The new unit arose from Achieva’s experience in acquiring banks, including its deal with the $165 million-asset Calusa Bank of Florida in 2015, which is described as the first “whole-bank” acquisition of a bank by a credit union in the nation.
The new consulting group will help credit unions and banks through the cross-charter acquisition process, including identifying acquisition targets, due diligence, pricing analysis, merger applications, regulatory advice, acquisition accounting, and integration of operations and technologies.
“Our acquisition of Calusa helped spark interest nationwide among other credit unions who see an opportunity in buying banks, and vice versa,” said Achieva Executive Vice President Dennis Holthaus, who is now also leading the new consulting group. “We’ve gone down this road before, and now we’ve gathered the experts and the resources to find these opportunities and execute transactions properly.”
Staffed by current Achieva executives, who can also tap legal and other specialists as needed, the new group is prepared to serve financial institutions across the country, not just in the Southeast.
Though the Calusa deal is the only direct, public experience with cross-charter transactions, Holthaus noted that both he and the credit union have other relevant experience it is tapping, as well.
“While Achieva has closed one transaction, it has done due diligence on two others but decided not to move forward [with them],” Holthaus said.
Moreover, prior to his tenure at Achieva, Holthaus’s more than 37 years in banking included closing about a dozen bank M&A transactions on both the buyer and seller side.
Since the closing of the Calusa deal, a number of community banks have expressed interest in finding out how they can be acquired by credit unions, Holthaus said, because it can greatly expand the number of potential buyers. That such deals would provide a bank’s investors with cash, as opposed to stock in yet another bank, also appeals to some, he added.
For credit unions, such deals offer geographic expansion, and even beefing up the branch network in an existing territory. It can also bring in fresh talent, including bank officers with business lending experience.
Typically, Holthaus believes such deals make sense when the community bank is smaller than $300 million in assets, and the credit union is larger than $500 million in assets.

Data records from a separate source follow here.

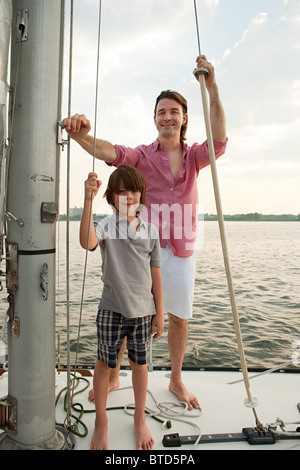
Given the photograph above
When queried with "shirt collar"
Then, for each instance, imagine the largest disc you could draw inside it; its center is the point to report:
(157, 144)
(117, 219)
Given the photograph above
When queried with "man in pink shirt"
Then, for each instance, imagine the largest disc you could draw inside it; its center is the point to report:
(170, 168)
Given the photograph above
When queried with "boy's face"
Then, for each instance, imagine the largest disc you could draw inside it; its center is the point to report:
(127, 202)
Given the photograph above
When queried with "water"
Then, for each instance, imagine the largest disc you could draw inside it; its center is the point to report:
(265, 265)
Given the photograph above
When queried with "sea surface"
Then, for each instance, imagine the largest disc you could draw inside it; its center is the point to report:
(265, 266)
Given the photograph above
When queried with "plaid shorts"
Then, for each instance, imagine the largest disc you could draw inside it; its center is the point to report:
(112, 328)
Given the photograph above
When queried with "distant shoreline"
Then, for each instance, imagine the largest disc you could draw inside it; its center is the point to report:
(250, 217)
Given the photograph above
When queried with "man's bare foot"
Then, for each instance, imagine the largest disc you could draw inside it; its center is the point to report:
(143, 437)
(182, 393)
(99, 439)
(111, 386)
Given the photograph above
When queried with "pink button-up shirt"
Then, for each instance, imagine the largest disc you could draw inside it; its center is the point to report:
(171, 205)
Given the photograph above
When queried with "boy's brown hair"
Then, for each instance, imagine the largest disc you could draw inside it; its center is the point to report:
(130, 178)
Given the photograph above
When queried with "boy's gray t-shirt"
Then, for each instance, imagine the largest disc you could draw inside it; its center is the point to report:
(126, 262)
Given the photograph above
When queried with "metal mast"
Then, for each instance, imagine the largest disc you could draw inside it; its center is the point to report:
(37, 39)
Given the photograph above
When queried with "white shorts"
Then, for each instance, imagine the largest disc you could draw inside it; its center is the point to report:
(178, 280)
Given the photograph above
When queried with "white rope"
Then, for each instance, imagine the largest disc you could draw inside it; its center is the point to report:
(201, 79)
(94, 153)
(167, 410)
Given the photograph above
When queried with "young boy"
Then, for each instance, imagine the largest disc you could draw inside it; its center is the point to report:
(131, 282)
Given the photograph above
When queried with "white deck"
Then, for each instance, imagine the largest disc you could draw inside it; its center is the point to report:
(223, 409)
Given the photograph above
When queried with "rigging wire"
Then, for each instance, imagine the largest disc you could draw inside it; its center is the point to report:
(69, 398)
(200, 75)
(94, 158)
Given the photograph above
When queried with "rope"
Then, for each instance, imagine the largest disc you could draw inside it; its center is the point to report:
(70, 400)
(201, 78)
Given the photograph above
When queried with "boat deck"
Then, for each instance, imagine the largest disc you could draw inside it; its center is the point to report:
(222, 404)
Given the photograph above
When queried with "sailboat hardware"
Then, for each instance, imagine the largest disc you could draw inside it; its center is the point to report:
(8, 414)
(253, 436)
(22, 25)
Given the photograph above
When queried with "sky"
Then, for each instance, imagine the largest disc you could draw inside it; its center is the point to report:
(147, 46)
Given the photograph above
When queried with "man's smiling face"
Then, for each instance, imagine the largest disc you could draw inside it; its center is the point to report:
(169, 117)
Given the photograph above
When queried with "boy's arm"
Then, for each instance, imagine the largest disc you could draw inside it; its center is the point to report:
(158, 319)
(87, 236)
(78, 128)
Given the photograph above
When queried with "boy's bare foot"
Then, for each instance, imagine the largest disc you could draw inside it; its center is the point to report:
(99, 439)
(183, 394)
(143, 437)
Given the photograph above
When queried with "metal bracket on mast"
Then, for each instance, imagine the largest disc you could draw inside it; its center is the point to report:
(22, 25)
(8, 414)
(60, 140)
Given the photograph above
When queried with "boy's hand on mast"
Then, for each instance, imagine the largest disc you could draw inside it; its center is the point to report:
(92, 186)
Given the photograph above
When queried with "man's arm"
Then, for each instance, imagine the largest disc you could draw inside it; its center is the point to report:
(217, 115)
(78, 128)
(158, 319)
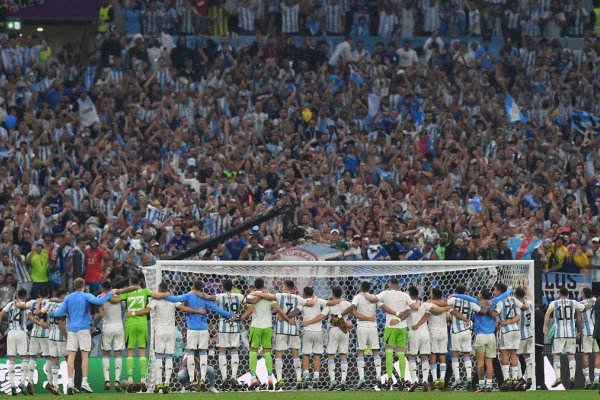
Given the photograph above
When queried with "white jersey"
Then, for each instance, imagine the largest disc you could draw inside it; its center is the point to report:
(437, 322)
(17, 318)
(163, 316)
(587, 317)
(397, 301)
(54, 332)
(564, 317)
(525, 322)
(288, 302)
(465, 308)
(36, 330)
(231, 302)
(262, 314)
(366, 308)
(336, 310)
(113, 315)
(311, 312)
(507, 309)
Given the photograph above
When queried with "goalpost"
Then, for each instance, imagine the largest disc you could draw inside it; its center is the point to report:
(322, 276)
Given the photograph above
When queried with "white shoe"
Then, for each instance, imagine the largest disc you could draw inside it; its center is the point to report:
(86, 387)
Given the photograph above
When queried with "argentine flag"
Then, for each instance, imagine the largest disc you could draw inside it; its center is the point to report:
(512, 111)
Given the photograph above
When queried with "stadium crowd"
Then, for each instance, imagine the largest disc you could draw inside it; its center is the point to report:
(150, 146)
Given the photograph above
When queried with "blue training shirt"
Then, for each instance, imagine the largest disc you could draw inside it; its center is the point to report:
(77, 308)
(197, 322)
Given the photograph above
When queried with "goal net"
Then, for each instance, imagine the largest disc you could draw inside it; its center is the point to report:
(322, 276)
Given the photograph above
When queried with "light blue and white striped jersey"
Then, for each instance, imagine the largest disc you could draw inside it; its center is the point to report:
(467, 309)
(507, 309)
(288, 302)
(231, 302)
(563, 311)
(54, 332)
(525, 322)
(587, 317)
(36, 330)
(17, 318)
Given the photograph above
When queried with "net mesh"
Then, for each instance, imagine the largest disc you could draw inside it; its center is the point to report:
(322, 277)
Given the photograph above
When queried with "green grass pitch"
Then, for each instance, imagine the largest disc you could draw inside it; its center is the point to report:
(293, 395)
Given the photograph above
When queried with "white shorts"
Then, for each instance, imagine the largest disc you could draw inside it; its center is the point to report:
(57, 349)
(17, 343)
(461, 342)
(486, 343)
(228, 340)
(81, 340)
(285, 342)
(338, 341)
(367, 337)
(113, 338)
(526, 346)
(589, 345)
(164, 341)
(560, 344)
(509, 340)
(418, 342)
(439, 342)
(312, 342)
(38, 346)
(197, 340)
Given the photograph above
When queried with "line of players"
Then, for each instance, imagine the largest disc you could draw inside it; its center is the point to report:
(413, 328)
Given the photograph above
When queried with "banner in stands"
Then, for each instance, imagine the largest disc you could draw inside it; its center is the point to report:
(553, 281)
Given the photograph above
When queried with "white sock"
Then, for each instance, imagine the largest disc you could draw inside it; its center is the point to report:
(433, 371)
(505, 372)
(468, 368)
(377, 362)
(360, 364)
(456, 369)
(298, 368)
(203, 365)
(412, 367)
(106, 368)
(278, 369)
(223, 365)
(331, 369)
(344, 370)
(425, 370)
(11, 373)
(168, 369)
(235, 363)
(191, 367)
(158, 370)
(572, 368)
(118, 368)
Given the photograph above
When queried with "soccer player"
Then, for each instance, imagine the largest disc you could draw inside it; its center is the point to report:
(229, 333)
(287, 336)
(57, 337)
(508, 315)
(261, 330)
(312, 338)
(338, 336)
(364, 307)
(76, 307)
(38, 337)
(113, 337)
(397, 306)
(197, 330)
(589, 346)
(17, 340)
(526, 345)
(563, 310)
(460, 339)
(419, 340)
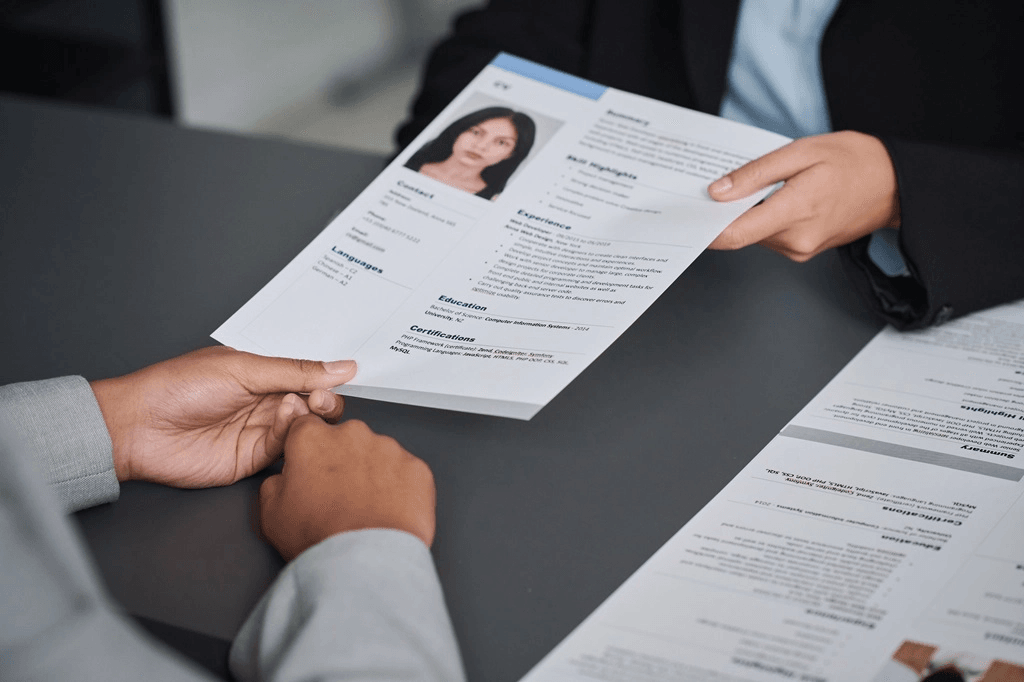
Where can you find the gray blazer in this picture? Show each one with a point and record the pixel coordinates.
(357, 606)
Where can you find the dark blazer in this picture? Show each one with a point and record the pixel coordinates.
(939, 82)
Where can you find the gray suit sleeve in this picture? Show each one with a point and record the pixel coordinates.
(59, 420)
(56, 622)
(360, 605)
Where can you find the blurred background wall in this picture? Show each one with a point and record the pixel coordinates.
(331, 72)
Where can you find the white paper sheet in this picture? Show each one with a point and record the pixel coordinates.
(879, 537)
(450, 300)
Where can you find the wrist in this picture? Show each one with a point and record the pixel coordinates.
(117, 408)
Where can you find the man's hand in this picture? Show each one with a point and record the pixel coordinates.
(344, 477)
(839, 187)
(213, 416)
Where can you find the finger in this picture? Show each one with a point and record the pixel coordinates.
(327, 405)
(761, 222)
(282, 375)
(765, 171)
(266, 499)
(291, 408)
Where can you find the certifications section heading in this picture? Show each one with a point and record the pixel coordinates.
(542, 74)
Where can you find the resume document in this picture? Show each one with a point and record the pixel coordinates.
(494, 301)
(880, 537)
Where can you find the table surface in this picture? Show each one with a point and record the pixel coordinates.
(127, 241)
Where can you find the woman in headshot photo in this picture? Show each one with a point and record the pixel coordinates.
(479, 152)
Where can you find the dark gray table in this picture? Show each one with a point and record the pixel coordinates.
(127, 241)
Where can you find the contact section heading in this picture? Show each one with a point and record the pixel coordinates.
(560, 80)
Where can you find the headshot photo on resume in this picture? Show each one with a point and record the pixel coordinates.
(479, 152)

Guy Messick, a partner at Messick Lauer & Smith PC of Media, Pa., which has provided services to credit unions and CUSOs around the country, said the principal advantage to credit unions in acquiring bank assets is to accelerate member growth and, in some cases, establish an immediate local presence in a new area of expansion.

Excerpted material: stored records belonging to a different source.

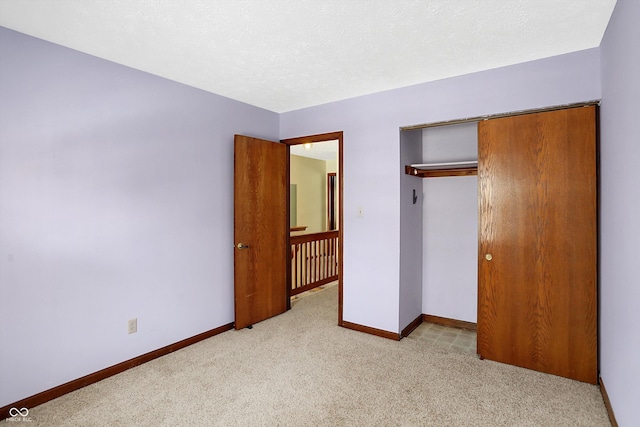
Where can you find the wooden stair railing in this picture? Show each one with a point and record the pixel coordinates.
(314, 260)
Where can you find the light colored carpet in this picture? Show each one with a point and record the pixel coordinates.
(300, 369)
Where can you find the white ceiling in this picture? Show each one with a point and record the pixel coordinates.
(284, 55)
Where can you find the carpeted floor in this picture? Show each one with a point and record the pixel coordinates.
(300, 369)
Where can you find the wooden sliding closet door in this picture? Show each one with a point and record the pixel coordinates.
(537, 295)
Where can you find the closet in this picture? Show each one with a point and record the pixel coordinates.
(537, 239)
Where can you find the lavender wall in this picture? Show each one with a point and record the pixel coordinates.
(372, 159)
(116, 202)
(410, 282)
(620, 210)
(450, 258)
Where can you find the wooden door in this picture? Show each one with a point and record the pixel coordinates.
(261, 229)
(537, 305)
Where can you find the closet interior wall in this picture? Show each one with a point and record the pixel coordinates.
(450, 226)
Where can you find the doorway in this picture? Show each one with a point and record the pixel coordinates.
(308, 142)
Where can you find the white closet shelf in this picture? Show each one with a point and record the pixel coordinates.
(431, 170)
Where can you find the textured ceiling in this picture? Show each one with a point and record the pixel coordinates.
(284, 55)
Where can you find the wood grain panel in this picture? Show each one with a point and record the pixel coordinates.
(261, 186)
(537, 301)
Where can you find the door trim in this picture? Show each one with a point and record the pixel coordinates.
(500, 115)
(330, 136)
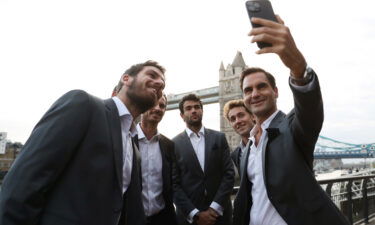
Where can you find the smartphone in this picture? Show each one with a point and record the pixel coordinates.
(262, 9)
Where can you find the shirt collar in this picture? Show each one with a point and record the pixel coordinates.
(125, 114)
(264, 125)
(190, 132)
(142, 135)
(242, 145)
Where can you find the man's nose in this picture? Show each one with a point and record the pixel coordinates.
(254, 93)
(159, 83)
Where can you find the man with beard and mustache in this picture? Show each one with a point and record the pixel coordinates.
(242, 121)
(158, 160)
(204, 175)
(80, 166)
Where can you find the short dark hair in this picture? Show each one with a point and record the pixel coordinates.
(189, 97)
(166, 99)
(251, 70)
(136, 68)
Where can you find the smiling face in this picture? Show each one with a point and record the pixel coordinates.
(259, 96)
(241, 121)
(155, 114)
(145, 88)
(192, 114)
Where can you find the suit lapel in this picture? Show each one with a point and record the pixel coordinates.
(208, 141)
(163, 150)
(115, 129)
(244, 159)
(272, 132)
(190, 153)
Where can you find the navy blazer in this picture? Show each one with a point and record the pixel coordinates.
(236, 158)
(195, 188)
(70, 169)
(288, 166)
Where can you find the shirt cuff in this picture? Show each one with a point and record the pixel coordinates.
(308, 86)
(215, 206)
(190, 218)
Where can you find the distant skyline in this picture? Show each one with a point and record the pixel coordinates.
(49, 48)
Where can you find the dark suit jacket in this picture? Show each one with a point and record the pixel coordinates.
(288, 166)
(70, 169)
(197, 189)
(235, 155)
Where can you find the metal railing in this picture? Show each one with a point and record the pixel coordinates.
(354, 196)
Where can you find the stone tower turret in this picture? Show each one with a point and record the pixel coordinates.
(229, 89)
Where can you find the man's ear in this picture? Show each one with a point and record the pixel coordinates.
(126, 79)
(276, 92)
(182, 116)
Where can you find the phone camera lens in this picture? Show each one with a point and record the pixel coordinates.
(254, 6)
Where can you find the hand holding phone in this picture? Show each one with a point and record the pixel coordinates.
(262, 9)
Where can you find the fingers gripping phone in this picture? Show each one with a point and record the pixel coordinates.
(262, 9)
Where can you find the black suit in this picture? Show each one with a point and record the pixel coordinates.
(195, 188)
(70, 169)
(236, 158)
(288, 166)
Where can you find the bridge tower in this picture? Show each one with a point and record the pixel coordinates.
(229, 89)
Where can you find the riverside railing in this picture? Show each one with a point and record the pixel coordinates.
(354, 196)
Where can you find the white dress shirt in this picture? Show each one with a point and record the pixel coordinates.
(152, 178)
(198, 143)
(127, 131)
(262, 211)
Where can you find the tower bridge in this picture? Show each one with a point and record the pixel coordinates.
(229, 88)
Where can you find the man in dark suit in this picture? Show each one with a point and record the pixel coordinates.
(242, 121)
(79, 166)
(158, 160)
(204, 175)
(278, 186)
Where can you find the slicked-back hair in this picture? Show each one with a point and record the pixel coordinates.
(251, 70)
(189, 97)
(136, 68)
(233, 104)
(166, 99)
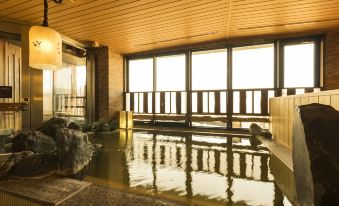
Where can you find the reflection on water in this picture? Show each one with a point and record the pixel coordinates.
(192, 169)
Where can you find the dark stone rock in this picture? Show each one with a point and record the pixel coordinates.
(256, 130)
(34, 141)
(51, 148)
(6, 132)
(6, 166)
(52, 126)
(9, 139)
(97, 126)
(316, 154)
(75, 126)
(74, 151)
(35, 165)
(8, 147)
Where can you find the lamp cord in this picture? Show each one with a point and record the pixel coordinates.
(45, 23)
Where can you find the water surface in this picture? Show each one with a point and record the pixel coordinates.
(189, 168)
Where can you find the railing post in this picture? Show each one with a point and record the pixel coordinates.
(229, 89)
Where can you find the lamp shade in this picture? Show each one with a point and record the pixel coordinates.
(45, 48)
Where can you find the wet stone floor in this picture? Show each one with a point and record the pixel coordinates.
(187, 168)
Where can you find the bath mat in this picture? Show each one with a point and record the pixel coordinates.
(46, 191)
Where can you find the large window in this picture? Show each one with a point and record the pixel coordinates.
(64, 90)
(141, 75)
(299, 64)
(171, 73)
(253, 66)
(209, 70)
(230, 85)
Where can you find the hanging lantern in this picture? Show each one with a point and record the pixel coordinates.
(45, 48)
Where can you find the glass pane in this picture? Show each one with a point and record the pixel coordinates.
(223, 104)
(140, 75)
(253, 67)
(183, 102)
(194, 102)
(171, 73)
(157, 102)
(209, 70)
(173, 103)
(236, 102)
(149, 101)
(141, 102)
(257, 102)
(167, 102)
(47, 92)
(211, 102)
(70, 88)
(249, 102)
(299, 62)
(128, 102)
(205, 102)
(136, 102)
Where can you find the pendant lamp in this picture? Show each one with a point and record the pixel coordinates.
(45, 45)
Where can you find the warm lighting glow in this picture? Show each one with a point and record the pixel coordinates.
(45, 48)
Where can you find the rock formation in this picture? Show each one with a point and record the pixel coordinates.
(55, 147)
(316, 154)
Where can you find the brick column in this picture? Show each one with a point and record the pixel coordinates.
(331, 61)
(109, 83)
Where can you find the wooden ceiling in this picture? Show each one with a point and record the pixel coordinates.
(130, 26)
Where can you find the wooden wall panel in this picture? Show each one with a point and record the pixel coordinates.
(283, 110)
(10, 75)
(149, 25)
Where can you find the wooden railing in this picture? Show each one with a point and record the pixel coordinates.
(283, 109)
(246, 105)
(70, 106)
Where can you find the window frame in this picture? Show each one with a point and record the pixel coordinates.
(317, 40)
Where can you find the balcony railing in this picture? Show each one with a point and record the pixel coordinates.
(247, 105)
(70, 106)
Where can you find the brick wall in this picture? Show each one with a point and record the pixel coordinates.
(331, 61)
(109, 83)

“The typical bank acquisition targets are community banks due to size considerations,” he explained. ”The bank’s motivation to sell typically comes down to a business decision to exit a segment of its market or the means to recover value in the total business with tight margins.”

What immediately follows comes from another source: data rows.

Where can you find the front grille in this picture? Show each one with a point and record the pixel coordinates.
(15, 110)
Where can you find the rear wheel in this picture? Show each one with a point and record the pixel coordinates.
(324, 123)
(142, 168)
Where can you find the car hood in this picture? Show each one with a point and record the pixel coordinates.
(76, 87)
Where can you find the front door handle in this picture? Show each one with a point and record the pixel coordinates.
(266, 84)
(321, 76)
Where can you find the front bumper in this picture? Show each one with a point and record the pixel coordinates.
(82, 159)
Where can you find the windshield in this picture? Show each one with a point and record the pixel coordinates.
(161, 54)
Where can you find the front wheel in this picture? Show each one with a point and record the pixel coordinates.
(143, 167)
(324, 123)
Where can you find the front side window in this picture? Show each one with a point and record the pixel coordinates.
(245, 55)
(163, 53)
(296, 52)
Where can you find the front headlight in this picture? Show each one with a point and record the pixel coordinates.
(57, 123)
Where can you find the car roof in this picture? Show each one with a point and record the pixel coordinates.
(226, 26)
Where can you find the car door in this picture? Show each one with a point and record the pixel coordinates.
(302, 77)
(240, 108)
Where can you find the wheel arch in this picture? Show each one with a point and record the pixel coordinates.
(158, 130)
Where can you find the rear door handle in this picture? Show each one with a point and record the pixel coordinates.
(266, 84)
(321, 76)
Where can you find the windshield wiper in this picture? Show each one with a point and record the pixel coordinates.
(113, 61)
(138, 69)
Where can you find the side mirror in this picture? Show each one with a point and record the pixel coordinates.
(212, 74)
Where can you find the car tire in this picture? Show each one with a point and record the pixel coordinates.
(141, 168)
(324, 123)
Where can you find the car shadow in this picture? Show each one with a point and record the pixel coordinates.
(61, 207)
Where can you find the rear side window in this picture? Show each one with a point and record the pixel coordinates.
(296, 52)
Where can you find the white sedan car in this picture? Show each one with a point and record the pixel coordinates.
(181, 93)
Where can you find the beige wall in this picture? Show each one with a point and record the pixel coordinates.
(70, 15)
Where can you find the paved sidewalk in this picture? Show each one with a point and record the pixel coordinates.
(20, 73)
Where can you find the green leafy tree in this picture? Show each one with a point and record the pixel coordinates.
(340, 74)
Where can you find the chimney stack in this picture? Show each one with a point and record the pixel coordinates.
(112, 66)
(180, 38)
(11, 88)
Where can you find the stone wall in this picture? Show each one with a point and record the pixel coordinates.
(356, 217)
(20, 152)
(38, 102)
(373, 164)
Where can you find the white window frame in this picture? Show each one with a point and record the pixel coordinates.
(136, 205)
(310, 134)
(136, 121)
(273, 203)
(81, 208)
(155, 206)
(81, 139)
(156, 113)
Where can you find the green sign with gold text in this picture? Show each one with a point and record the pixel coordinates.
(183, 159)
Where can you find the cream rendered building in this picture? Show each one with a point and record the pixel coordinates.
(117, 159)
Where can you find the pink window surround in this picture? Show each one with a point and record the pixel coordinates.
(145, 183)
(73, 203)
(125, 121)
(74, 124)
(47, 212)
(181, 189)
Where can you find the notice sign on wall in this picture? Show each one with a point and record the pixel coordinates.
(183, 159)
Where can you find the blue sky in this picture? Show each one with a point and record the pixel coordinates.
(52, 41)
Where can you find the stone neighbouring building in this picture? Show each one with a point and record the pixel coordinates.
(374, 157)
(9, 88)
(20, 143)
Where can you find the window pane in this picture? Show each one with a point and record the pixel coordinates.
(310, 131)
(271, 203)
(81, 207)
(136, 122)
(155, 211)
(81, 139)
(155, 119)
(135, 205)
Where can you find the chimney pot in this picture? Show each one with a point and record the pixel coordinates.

Michael M. Bell an attorney at Howard & Howard, of Royal Oak, Mich., which specializes in mergers and represented Achieva in the Calusa deal, said there have been 16 credit union acquisitions of banks that have closed and a few more announced.
And interest is growing Bell added, noting that he is currently working on at least 10 more transactions, though not all of those will come to fruition.
While the ready cash is frequently cited as a top lure for banks wanting to be acquired by a credit union, another draw is the CU proclivity for keeping staff instead of the post-merger layoffs so common outside of credit unions, Bell noted.
But there are still a number regulatory issues involved in such deals.
“Some states have very clear rules allowing these kinds of deals, others do not,” Holthaus said. “We think states like Florida, Alabama and others will be among the leaders for these deals.”
Moreover, federal regulations for federally chartered credit unions do not currently allow a “whole bank” acquisition, so transactions must be structured as a purchase of assets and assumption of liabilities.
But there may be political ramifications, as well, suggested Keith Leggett, a former American Banker Association lobbyist who runs the Credit Union Watch blog.
“What is the purpose of the tax exemption if you have tax-paying banks being acquired by tax-exempt credit unions,” Leggett asked.